Oral Presentation 25th Annual Lorne Proteomics Symposium 2020

Strategies to improve reproducibility of large-scale and longitudinal proteomics (#2)

Rebecca C Poulos 1 , Peter G Hains 1 , Rohan Shah 1 , Natasha Lucas 1 , Dylan Xavier 1 , Srikanth Manda 1 , Asim Anees 1 , Jennifer MS Koh 1 , Sadia Mahboob 1 , Max Wittman 1 , Steven G Williams 1 , Erin K Sykes 1 , Michael Hecker 1 , Michael Dausmann 1 , Merridee A Wouters 1 , Keith Ashman 2 , Jean Yang 3 , Peter Wild 4 5 , Anna deFazio 6 7 8 , Rosemary Balleine 1 , Brett Tully 1 , Ruedi Aebersold 9 10 , Terence P Speed 11 12 , Yansheng Liu 13 14 , Roger R Reddel 1 , Phillip J Robinson 1 , Qing Zhong 1
  1. Children's Medical Research Institute, University of Sydney, Westmead, NSW, Australia
  2. Sciex, 2 Gilda Court, Mulgrave, VIC, Australia
  3. School of Mathematics and Statistics, The University of Sydney, Sydney, NSW, Australia
  4. Dr. Senckenberg Institute of Pathology, University Hospital Frankfurt, Frankfurt am Main, Germany
  5. Department of Pathology and Molecular Pathology, University Hospital Zurich, Zurich, Switzerland
  6. Centre for Cancer Research, Westmead Institute for Medical Research, Westmead, NSW, Australia
  7. Faculty of Medicine and Health, The University of Sydney, Westmead, NSW, Australia
  8. Department of Gynaecological Oncology, Westmead Hospital, Westmead, NSW, Australia
  9. Department of Biology, Institute of Molecular Systems Biology, ETH Zürich, Zürich, Switzerland
  10. Faculty of Science, University of Zürich, Zürich, Switzerland
  11. Bioinformatics Division, Walter and Eliza Hall Institute of Medical Research, Parkville, VIC, Australia
  12. Department of Mathematics and Statistics, University of Melbourne, Melbourne, VIC, Australia
  13. Department of Pharmacology, Yale University School of Medicine, New Haven, CT, USA
  14. Yale Cancer Biology Institute, Yale University, West Haven, CT, USA

Reproducibility of research results is the bedrock of experimental science.

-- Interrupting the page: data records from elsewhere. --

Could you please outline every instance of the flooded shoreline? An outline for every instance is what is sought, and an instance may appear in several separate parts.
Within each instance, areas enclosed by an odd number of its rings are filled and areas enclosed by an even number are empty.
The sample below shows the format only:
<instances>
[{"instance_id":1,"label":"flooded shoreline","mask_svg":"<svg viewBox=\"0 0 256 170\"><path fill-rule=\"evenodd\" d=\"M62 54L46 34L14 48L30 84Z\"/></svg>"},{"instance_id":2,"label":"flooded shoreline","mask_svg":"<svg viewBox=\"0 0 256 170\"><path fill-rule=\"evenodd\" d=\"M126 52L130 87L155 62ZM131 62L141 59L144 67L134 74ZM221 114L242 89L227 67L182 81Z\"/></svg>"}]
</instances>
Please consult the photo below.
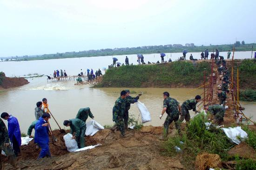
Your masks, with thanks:
<instances>
[{"instance_id":1,"label":"flooded shoreline","mask_svg":"<svg viewBox=\"0 0 256 170\"><path fill-rule=\"evenodd\" d=\"M27 128L34 120L34 109L37 101L43 98L47 99L49 109L61 127L65 119L74 118L80 108L89 107L95 120L102 125L113 124L112 109L121 90L127 88L90 88L88 85L74 85L73 81L53 82L47 83L43 78L30 79L30 84L23 86L8 90L0 93L1 111L6 111L17 118L21 131L27 133ZM171 97L181 104L188 99L193 98L202 93L202 89L191 92L192 88L130 88L131 96L139 92L143 94L140 101L145 105L151 116L152 121L145 125L162 126L164 122L159 116L162 108L162 93L168 92ZM245 108L244 112L252 119L256 120L254 111L256 102L242 102ZM139 116L136 104L132 104L129 114ZM194 114L190 111L191 116ZM141 117L139 117L139 119ZM88 118L88 121L90 120ZM53 129L58 126L51 120ZM5 122L6 123L7 122Z\"/></svg>"}]
</instances>

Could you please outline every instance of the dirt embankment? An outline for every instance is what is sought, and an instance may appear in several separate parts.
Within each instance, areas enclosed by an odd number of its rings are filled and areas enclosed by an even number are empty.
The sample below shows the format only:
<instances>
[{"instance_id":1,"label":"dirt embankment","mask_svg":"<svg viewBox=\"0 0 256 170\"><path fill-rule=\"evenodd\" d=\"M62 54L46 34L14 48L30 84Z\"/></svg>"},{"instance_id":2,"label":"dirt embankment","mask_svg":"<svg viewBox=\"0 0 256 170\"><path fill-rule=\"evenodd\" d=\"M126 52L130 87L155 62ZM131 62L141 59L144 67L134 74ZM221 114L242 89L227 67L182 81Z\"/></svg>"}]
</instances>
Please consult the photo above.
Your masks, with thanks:
<instances>
[{"instance_id":1,"label":"dirt embankment","mask_svg":"<svg viewBox=\"0 0 256 170\"><path fill-rule=\"evenodd\" d=\"M170 135L175 131L170 127ZM93 137L86 137L86 145L101 144L94 149L68 153L63 136L59 131L54 135L58 142L50 143L53 158L37 160L40 150L36 149L33 140L21 147L21 155L18 165L22 170L182 170L185 169L178 157L161 155L162 150L159 137L162 135L162 127L144 126L139 131L128 131L128 137L121 138L119 131L106 129ZM57 145L57 146L56 146ZM174 150L174 151L175 151ZM7 164L4 170L11 170Z\"/></svg>"},{"instance_id":2,"label":"dirt embankment","mask_svg":"<svg viewBox=\"0 0 256 170\"><path fill-rule=\"evenodd\" d=\"M23 78L6 77L4 72L0 72L0 89L20 87L29 83L27 79Z\"/></svg>"}]
</instances>

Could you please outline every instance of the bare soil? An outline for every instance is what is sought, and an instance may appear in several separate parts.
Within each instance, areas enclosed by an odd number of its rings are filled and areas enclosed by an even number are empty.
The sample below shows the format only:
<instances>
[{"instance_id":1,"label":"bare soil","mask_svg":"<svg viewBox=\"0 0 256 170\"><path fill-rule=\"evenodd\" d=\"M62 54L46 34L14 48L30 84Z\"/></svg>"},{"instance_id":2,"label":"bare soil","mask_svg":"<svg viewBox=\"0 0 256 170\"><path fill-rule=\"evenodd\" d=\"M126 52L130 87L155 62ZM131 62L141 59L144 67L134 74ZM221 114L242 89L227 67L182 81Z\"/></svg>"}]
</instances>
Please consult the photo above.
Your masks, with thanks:
<instances>
[{"instance_id":1,"label":"bare soil","mask_svg":"<svg viewBox=\"0 0 256 170\"><path fill-rule=\"evenodd\" d=\"M27 80L24 78L9 78L5 76L4 73L3 73L3 79L2 83L0 85L0 89L8 89L10 88L20 87L25 85L27 85L29 82Z\"/></svg>"},{"instance_id":2,"label":"bare soil","mask_svg":"<svg viewBox=\"0 0 256 170\"><path fill-rule=\"evenodd\" d=\"M170 130L170 135L175 131ZM141 131L129 130L129 137L121 138L119 131L109 129L99 131L93 137L86 137L86 145L101 144L94 149L69 153L65 147L63 136L54 131L58 142L50 144L53 158L37 160L40 150L32 141L21 147L18 165L24 170L182 170L180 158L161 155L162 127L145 126ZM174 150L174 151L175 151ZM8 164L4 170L11 170Z\"/></svg>"}]
</instances>

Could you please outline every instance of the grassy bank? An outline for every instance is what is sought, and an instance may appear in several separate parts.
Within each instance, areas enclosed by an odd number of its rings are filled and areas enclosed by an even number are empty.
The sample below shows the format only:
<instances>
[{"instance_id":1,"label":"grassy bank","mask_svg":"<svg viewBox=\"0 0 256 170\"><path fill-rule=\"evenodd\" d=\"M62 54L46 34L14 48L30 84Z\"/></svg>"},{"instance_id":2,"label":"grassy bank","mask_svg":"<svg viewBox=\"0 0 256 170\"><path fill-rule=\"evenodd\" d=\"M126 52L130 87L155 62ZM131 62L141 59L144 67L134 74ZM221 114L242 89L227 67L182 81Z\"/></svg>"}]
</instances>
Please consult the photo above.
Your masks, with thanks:
<instances>
[{"instance_id":1,"label":"grassy bank","mask_svg":"<svg viewBox=\"0 0 256 170\"><path fill-rule=\"evenodd\" d=\"M190 120L182 136L176 135L170 137L163 144L163 154L171 157L177 155L182 157L183 162L188 169L195 169L198 165L196 157L202 153L218 154L221 161L235 161L237 164L236 170L255 170L256 161L251 159L241 159L238 156L234 157L229 154L229 149L234 147L223 131L220 128L211 127L206 129L205 122L209 118L205 118L202 114L199 115ZM250 130L246 126L242 128L248 134L248 139L245 141L247 144L256 148L256 133ZM181 143L182 141L183 143ZM175 152L175 146L180 147L181 152ZM196 167L196 169L198 169ZM208 168L209 167L208 167ZM225 167L224 169L225 169Z\"/></svg>"},{"instance_id":2,"label":"grassy bank","mask_svg":"<svg viewBox=\"0 0 256 170\"><path fill-rule=\"evenodd\" d=\"M256 101L256 60L243 59L242 62L235 62L234 65L236 80L237 68L239 71L240 100Z\"/></svg>"},{"instance_id":3,"label":"grassy bank","mask_svg":"<svg viewBox=\"0 0 256 170\"><path fill-rule=\"evenodd\" d=\"M176 61L123 66L108 70L96 87L196 87L203 82L204 70L210 71L209 63L201 62L194 65L189 61Z\"/></svg>"}]
</instances>

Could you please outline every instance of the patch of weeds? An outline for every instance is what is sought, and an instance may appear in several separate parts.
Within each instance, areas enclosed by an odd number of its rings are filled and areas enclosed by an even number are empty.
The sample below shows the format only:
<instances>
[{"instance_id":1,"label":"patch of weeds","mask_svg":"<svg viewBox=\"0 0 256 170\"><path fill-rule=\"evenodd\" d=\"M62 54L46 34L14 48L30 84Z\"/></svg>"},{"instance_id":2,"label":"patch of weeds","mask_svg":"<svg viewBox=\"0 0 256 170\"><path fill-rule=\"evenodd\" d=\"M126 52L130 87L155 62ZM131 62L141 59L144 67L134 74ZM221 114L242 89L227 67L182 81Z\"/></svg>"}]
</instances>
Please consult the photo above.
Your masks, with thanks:
<instances>
[{"instance_id":1,"label":"patch of weeds","mask_svg":"<svg viewBox=\"0 0 256 170\"><path fill-rule=\"evenodd\" d=\"M240 159L236 157L236 170L256 170L256 161L251 159Z\"/></svg>"},{"instance_id":2,"label":"patch of weeds","mask_svg":"<svg viewBox=\"0 0 256 170\"><path fill-rule=\"evenodd\" d=\"M232 144L221 129L213 126L206 130L205 123L207 121L207 118L202 114L195 117L187 124L182 137L171 137L163 144L164 154L175 156L177 153L174 147L177 146L182 150L179 153L182 157L182 163L191 169L195 168L191 163L195 162L196 156L202 152L218 154L223 161L232 160L226 150Z\"/></svg>"},{"instance_id":3,"label":"patch of weeds","mask_svg":"<svg viewBox=\"0 0 256 170\"><path fill-rule=\"evenodd\" d=\"M242 129L248 134L248 138L245 142L256 150L256 132L250 130L247 126L243 127Z\"/></svg>"},{"instance_id":4,"label":"patch of weeds","mask_svg":"<svg viewBox=\"0 0 256 170\"><path fill-rule=\"evenodd\" d=\"M104 129L110 129L112 126L113 125L110 124L105 124L103 126Z\"/></svg>"}]
</instances>

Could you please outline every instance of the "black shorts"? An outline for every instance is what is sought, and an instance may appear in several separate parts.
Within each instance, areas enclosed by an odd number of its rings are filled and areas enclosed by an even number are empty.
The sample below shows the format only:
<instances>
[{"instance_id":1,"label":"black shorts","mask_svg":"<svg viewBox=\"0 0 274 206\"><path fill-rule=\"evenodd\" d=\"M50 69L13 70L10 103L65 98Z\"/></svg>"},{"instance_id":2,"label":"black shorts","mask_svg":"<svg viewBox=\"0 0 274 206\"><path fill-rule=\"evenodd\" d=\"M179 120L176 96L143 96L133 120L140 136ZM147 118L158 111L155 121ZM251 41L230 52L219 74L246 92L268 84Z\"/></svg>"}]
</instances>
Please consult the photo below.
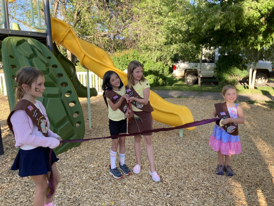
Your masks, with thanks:
<instances>
[{"instance_id":1,"label":"black shorts","mask_svg":"<svg viewBox=\"0 0 274 206\"><path fill-rule=\"evenodd\" d=\"M110 135L118 135L121 133L126 133L126 119L120 121L113 121L110 119L108 121ZM116 139L118 137L111 137Z\"/></svg>"}]
</instances>

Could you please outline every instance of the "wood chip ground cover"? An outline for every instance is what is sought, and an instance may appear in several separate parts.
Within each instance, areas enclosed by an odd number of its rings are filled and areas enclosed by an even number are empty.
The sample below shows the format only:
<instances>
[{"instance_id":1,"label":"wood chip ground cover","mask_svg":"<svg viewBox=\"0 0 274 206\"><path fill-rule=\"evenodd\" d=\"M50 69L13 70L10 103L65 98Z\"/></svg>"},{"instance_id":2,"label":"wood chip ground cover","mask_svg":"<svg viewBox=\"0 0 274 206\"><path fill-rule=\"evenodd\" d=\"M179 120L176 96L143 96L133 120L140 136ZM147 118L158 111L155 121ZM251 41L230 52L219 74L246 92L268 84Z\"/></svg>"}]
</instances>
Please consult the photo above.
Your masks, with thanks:
<instances>
[{"instance_id":1,"label":"wood chip ground cover","mask_svg":"<svg viewBox=\"0 0 274 206\"><path fill-rule=\"evenodd\" d=\"M92 128L88 128L86 99L79 98L86 124L85 138L109 135L107 110L102 96L91 99ZM194 120L210 118L220 100L166 98L187 107ZM274 205L274 111L262 104L240 102L245 123L239 125L242 152L232 156L235 175L219 176L215 171L217 154L208 145L214 123L154 133L155 167L161 180L153 182L143 140L140 173L114 179L108 174L110 139L83 142L58 155L61 180L54 202L63 205ZM17 151L7 124L7 98L0 96L0 124L5 150L0 155L0 205L31 205L35 191L29 177L21 178L10 170ZM169 127L154 121L154 128ZM64 143L67 144L67 143ZM134 141L126 140L126 163L135 163ZM117 164L119 164L119 155Z\"/></svg>"}]
</instances>

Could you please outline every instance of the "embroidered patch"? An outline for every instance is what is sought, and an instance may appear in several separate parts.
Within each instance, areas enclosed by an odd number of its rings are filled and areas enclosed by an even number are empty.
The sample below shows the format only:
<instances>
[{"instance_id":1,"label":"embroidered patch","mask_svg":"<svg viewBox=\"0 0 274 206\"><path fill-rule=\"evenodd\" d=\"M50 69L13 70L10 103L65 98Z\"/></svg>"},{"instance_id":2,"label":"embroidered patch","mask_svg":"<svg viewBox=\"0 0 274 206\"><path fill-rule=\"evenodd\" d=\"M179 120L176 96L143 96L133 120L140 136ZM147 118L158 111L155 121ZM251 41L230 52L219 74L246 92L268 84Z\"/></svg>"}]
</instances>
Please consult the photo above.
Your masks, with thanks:
<instances>
[{"instance_id":1,"label":"embroidered patch","mask_svg":"<svg viewBox=\"0 0 274 206\"><path fill-rule=\"evenodd\" d=\"M229 126L227 128L227 132L228 133L232 133L236 127L232 125Z\"/></svg>"},{"instance_id":2,"label":"embroidered patch","mask_svg":"<svg viewBox=\"0 0 274 206\"><path fill-rule=\"evenodd\" d=\"M47 122L47 121L46 121L45 120L41 120L40 121L41 122L41 126L42 127L42 126L45 126L46 125L46 123Z\"/></svg>"},{"instance_id":3,"label":"embroidered patch","mask_svg":"<svg viewBox=\"0 0 274 206\"><path fill-rule=\"evenodd\" d=\"M117 96L117 95L116 95L116 96L114 96L113 98L115 100L116 100L116 99L117 99L117 98L119 98L119 97L118 96Z\"/></svg>"},{"instance_id":4,"label":"embroidered patch","mask_svg":"<svg viewBox=\"0 0 274 206\"><path fill-rule=\"evenodd\" d=\"M43 133L46 133L48 132L48 127L41 125L41 128L42 129L42 132Z\"/></svg>"},{"instance_id":5,"label":"embroidered patch","mask_svg":"<svg viewBox=\"0 0 274 206\"><path fill-rule=\"evenodd\" d=\"M28 107L28 109L30 110L31 111L33 109L33 107L32 107L30 105Z\"/></svg>"},{"instance_id":6,"label":"embroidered patch","mask_svg":"<svg viewBox=\"0 0 274 206\"><path fill-rule=\"evenodd\" d=\"M140 104L139 102L136 102L136 107L137 108L143 108L143 107L144 106L144 105L142 104Z\"/></svg>"}]
</instances>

Reproducibility is particularly difficult to achieve in large-scale studies on inherently variable clinical samples. SWATH mass spectrometry (MS) has emerged as a robust proteomic method with the capacity to acquire data at high sample throughput. The reproducibility of SWATH-MS proteomic measurements of human tissue samples, acquired across multiple instruments over time in a single laboratory, has not been established. We aimed to assess the reproducibility of industrial- and clinical-scale SWATH-MS and develop computational methods for improving quantitative accuracy.  To this end, we performed 1,560 SWATH-MS runs of eight samples comprising a dilution series of prostate cancer tissue in fixed proportion (50%), with a variable fraction of ovarian cancer tissue (3-50%) offset by yeast cells, and a control cell line. Replicates were run on six mass spectrometers operating continuously with varying maintenance schedules over four months, interspersed with more than 5,000 runs from unrelated studies. We first applied a normalisation strategy that utilises negative controls and replicates to remove unwanted variation and elevate biological signal with greater success than existing approaches frequently applied in proteomics. We next developed a strategy for replacing missing values in normalised data by leveraging measurements acquired from replicates spanning multiple instruments. We integrated these new computational modules into a pipeline called ProNorM (Proteomics Normalisation and Missingness Removal). With ProNorM, we could mitigate technical variation between instruments across extended periods and rescue approximately 20% of values missing for non-biological reasons. ProNorM enabled the detection of peptide intensity changes at low concentrations in a dilution series comprising complex human cancer tissues, and allowed the prediction of tissue content in mixed samples with high accuracy by machine learning. Taken together, we demonstrate large-scale SWATH-MS data to be comparable over extended periods, providing a pathway toward reproducible clinical proteomics.